Shell est un exemple cité. Aux prises avec des scandales de corruption en Afrique, elle a apparemment dû signer des règlements hors cour où elle s'engage à contrôler la qualité de ses fournisseurs.
Avec un verdict de culpabilité, SNC pourrait-elle travailler pour Shell?
On ne sait trop encore quel serait l'impact d'une éventuelle condamnation, mais à la dernière assemblée annuelle de l'entreprise, le président Robert Card a parlé "d'un nombre important d'emplois canadiens qui seraient à risque parce que nos grands clients se demanderaient comment il se fait que l'on a été condamné".
Cette interrogation vient du fait que le système criminel a évolué depuis quelques années dans le monde.
Depuis 2000, les États-Unis utilisent une procédure de règlement criminel appelée defered prosecution agreement. La procédure permet au Departement de la justice américaine de régler hors cour avec des entreprises (et des individus) sans reconnaissance de culpabilité. Le règlement est généralement accompagné d'amendes qui peuvent être salées et de conditions sur le fonctionnement futur de l'entreprise. Plus de 250 ententes ont à ce jour été conclues chez l'Oncle Sam.

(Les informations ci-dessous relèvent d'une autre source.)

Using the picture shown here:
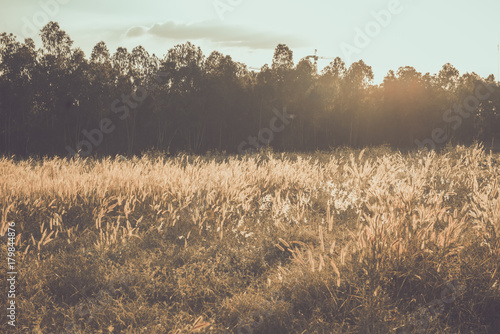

Il y a un peu plus d'un an, en février 2014, la Grande-Bretagne a aussi introduit la procédure du defered prosecution agreement dans ses lois criminelles. À la différence du droit américain, le droit britannique prévoit qu'un juge doit superviser le processus et approuver le règlement. Il n'est pas accessible aux individus.
Dans les deux juridictions, le règlement criminel n'empêche pas les procédures civiles de continuer de courir.